Enough. That is usually my answer when kids or students ask me how much I money I earn, and, in general, it’s true. As public school teachers, we all know the deal we make with our community. We will serve your families as we would our own, and we won’t get rich, but we will earn “enough”. I suspect a lot of our public servants, such as police, firefighters, and nurses may say the same thing, though I doubt those heroes will ever be justly compensated for putting their lives on the line to save us. However, one of the reasons why our public servants do make enough is because of the organized labor unions they belong to. In fact, one of the very reasons we have a term for the middle class, a ban on child labor, weekends, workplace safety regulations, and many of the benefits workers have is due to the influence of labor unions throughout American history.

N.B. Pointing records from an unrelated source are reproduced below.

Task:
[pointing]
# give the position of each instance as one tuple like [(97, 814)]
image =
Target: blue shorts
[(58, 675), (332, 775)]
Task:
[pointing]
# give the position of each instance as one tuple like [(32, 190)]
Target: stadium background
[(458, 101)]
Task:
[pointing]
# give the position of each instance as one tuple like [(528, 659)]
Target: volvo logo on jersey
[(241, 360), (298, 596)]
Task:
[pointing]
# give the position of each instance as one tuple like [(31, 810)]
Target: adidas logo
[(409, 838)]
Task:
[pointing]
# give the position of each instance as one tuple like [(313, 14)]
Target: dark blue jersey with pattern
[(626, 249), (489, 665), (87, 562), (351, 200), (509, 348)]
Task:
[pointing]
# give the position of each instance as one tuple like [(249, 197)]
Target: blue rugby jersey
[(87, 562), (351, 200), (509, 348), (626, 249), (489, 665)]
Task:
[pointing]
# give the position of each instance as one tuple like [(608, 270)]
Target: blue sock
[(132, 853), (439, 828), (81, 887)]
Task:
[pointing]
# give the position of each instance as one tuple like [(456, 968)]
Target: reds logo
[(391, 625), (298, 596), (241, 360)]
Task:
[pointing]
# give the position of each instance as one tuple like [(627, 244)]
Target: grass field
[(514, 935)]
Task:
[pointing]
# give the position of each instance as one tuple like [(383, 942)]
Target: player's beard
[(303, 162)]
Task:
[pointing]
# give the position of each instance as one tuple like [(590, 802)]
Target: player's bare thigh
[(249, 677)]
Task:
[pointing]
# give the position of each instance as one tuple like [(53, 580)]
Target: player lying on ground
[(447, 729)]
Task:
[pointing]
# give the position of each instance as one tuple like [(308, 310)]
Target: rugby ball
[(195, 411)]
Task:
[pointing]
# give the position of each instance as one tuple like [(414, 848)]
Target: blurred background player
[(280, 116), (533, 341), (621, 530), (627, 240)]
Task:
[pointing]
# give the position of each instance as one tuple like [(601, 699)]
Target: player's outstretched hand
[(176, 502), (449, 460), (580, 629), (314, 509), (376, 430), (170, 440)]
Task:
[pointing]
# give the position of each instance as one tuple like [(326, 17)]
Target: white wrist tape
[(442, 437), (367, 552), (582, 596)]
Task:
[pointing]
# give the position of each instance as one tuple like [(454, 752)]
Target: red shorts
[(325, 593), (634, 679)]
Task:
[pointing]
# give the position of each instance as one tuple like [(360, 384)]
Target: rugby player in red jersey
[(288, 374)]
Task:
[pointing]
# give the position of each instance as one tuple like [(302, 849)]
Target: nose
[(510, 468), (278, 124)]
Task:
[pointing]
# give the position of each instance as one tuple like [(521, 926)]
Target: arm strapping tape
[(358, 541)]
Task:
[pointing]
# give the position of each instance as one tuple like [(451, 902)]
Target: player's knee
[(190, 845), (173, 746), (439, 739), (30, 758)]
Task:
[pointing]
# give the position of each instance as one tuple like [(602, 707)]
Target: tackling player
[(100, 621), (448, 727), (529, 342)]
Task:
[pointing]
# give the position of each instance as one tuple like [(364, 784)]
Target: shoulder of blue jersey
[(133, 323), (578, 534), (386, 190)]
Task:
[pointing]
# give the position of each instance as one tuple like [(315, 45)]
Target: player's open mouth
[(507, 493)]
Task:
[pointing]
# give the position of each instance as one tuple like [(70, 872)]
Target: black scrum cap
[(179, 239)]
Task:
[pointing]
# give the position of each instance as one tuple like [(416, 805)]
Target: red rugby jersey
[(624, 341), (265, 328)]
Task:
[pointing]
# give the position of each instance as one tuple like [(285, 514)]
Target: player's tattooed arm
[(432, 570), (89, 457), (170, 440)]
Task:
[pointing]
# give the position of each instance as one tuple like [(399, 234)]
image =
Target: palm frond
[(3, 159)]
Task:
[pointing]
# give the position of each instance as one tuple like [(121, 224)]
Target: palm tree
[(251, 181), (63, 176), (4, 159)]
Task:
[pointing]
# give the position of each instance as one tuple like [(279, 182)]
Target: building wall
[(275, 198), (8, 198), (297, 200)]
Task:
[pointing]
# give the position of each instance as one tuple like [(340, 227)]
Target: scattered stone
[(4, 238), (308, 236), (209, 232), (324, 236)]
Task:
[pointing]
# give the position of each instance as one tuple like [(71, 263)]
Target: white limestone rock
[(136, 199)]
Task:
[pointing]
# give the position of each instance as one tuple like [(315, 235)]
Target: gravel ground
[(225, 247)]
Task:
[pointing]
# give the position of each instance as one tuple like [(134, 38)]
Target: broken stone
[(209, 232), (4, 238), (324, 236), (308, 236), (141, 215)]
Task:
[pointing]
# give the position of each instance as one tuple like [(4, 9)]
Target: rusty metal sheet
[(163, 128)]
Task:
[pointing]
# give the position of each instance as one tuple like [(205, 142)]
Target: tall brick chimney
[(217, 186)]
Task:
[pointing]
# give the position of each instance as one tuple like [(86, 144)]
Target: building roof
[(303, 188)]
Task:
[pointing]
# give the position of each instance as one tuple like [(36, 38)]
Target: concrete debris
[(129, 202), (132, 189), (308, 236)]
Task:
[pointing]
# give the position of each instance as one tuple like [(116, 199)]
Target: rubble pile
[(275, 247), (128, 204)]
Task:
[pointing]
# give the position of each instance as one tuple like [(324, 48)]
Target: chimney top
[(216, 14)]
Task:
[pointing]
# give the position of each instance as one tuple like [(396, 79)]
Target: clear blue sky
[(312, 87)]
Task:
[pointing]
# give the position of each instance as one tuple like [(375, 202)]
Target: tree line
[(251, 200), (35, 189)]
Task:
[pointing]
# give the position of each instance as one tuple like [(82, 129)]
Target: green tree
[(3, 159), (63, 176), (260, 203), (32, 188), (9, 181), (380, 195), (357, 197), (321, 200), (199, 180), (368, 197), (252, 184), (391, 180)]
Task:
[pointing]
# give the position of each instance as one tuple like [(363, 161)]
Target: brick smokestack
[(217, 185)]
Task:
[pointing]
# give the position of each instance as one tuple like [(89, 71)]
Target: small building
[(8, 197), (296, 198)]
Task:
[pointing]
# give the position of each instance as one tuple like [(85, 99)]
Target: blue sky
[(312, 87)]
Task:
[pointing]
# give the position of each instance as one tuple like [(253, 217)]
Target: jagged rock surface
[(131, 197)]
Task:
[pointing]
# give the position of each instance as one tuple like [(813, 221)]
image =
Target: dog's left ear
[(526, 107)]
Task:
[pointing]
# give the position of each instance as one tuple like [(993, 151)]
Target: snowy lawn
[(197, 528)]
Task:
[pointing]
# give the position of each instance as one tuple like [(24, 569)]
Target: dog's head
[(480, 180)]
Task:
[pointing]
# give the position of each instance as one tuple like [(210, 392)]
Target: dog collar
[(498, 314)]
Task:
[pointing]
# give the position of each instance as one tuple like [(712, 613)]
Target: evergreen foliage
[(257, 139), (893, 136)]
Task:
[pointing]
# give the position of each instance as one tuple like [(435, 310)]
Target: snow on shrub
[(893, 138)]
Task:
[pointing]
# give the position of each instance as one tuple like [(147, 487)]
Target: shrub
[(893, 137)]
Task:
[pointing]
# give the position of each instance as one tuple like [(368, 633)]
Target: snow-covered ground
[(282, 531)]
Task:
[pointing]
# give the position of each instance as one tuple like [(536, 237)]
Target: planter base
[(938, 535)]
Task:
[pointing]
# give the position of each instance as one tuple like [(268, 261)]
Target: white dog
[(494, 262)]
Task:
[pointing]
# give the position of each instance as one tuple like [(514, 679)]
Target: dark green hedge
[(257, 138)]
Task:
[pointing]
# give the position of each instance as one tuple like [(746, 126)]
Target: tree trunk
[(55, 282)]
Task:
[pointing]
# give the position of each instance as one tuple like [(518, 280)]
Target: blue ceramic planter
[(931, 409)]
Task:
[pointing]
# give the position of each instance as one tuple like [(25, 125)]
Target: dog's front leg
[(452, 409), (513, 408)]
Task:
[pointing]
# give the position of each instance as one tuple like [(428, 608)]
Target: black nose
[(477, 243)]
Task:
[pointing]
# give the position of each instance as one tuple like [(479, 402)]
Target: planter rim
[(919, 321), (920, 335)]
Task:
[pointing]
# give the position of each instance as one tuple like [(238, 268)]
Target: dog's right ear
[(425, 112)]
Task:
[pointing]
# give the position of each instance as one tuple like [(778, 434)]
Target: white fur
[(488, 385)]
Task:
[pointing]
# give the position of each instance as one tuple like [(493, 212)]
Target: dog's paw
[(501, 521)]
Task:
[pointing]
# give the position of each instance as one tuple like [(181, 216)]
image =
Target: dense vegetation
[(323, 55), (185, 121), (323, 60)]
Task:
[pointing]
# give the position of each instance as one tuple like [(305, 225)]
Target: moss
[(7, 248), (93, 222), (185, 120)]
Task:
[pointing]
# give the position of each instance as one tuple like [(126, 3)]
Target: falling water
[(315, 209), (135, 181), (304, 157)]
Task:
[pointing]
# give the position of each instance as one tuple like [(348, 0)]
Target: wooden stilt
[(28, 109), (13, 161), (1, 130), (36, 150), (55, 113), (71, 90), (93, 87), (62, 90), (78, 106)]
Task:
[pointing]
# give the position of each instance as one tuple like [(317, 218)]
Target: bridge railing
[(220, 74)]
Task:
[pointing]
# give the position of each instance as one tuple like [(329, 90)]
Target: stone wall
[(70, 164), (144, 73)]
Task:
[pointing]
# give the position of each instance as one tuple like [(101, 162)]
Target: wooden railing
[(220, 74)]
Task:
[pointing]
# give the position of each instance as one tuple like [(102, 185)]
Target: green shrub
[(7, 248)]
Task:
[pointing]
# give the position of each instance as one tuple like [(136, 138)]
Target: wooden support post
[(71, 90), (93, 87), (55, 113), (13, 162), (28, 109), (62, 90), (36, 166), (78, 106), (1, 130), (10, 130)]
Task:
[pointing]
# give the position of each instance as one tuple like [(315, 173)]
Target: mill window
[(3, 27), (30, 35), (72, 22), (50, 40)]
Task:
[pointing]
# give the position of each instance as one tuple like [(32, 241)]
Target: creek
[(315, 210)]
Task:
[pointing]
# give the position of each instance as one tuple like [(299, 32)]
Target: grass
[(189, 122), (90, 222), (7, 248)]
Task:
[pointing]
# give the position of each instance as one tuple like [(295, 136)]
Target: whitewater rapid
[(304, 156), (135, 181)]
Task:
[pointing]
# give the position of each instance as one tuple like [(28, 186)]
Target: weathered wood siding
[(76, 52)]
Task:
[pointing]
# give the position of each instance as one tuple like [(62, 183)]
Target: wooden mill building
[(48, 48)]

Many don’t recall the days where public servants were just another extension of political machines, jobs to be given to political supporters in return for votes or kickbacks. Or the days where labor unions were illegal, and attempts to ensure workplace safety fell on deaf ears. If any institution has spoken out for, and defended professional civic service and middle class aspiration, it is labor unions. From the beginning, labor unions have ensured that the most productive workforce in the world share in the American Dream of economic security; In other words, that people have enough. Which is why the upcoming Supreme Court case, Freidrichs v. CTA is so dangerous to all that unions have worked for.
The Freidrichs case threatens a labor unit’s ability to organize and protect their members from dangerous working conditions, untoward political pressure, and the ability to earn a middle class livelihood. Supporters may say that they have issues with political activities of local unions, but ignore the fact that members have the right to opt out of seeing their dues used for political purposes. The plaintiffs in the case, under consideration by the Supreme Court this week, ask that the local units of the California Teachers Association should negotiate a contract, defend it, protect member safety, improve professional practices, and advocate for schools without being able to collect dues from its members to do so. In other words, the plaintiffs want a free lunch. They want the services a healthy union would offer, without paying the dues that fund the same activities. Even Reagan’s favorite economist, Nobel-prize winning economist Milton Friedman, who was fond of the grand maxim of economics, that ‘There ain’t no such thing as a free lunch’, would recognize the issue with this case.
This case threatens every labor union by doing what has frustrated small businesses, as well as city managers for decades; it creates what is referred to as an unfunded mandate. When the federal government passes regulations without helping the businesses comply with them, or tasks cities with orders, without additional revenue, it hinders their ability to make a living. The same goes with unions. Unions would be tasked with the same obligations, yet denied the dues to comply, with the purpose of weakening, and eventually breaking one of the last bastions in defense of the middle class. Before you ask yourself, “how much is enough?” we should ask who benefits from such a case, and what it means for the future of public education.
The immediate beneficiary is large corporations. In the United States today, corporate profits have never been higher. Often you see this reflected in the skyrocketing returns on Wall Street. Much of this has to do with the phenomenal labor productivity of working Americans, currently the highest in the world. But while productivity rises, the median income for an average American has barely budged; which explains the record setting corporate profits of the 21st century. Because so few Americans are now part of a labor union, few have any bargaining power to ensure a standard of living more of us used to enjoy, a standard of living that became so synonymous with our nation that we even refer to it metaphorically as the ‘American Dream’. This case threatens one of the most trodden paths to that dream, and the bulwark of our citizenship; public schools, and their defenders, the California Teachers Association.
The beneficiaries in the longer term are radicals. One reason the United States has never seriously considered communism, or even European-style Socialism, is the leveled playing fields our public schools provide, and the free market system we have enjoyed. However, both of these are threatened by the Friedrichs case. This case undermines the California Teachers Association’s role as an advocate for great neighborhood schools for all children, regardless of race or class, as well as the freedom for all workers to organize to ensure safe working conditions. The equality of opportunity we task to our schools, and the freedom of association granted to our workers, has created mechanisms to correct the worst injustices Karl Marx predicted would doom capitalism. But without these mechanisms of liberty and economic opportunity the dangerous threat of radicalism raises its ugly head and imperils our nation’s economic strength and stability.
While only nine Supreme Court justices will get a chance to vote on this issue, it only serves to put into focus the stakes of the 2016 Presidential election. The next president will continue to nominate replacement justices for the courts, and these lifetime appointments can continue to reshape American policy and law for decades. Our American Dream of economic security is threatened when we have a system that goes out of its way to allow unlimited money from corporate interests erodes our democratic system, but prevents regular working people from organizing to improve our society. It is time for us to say we’ve had enough.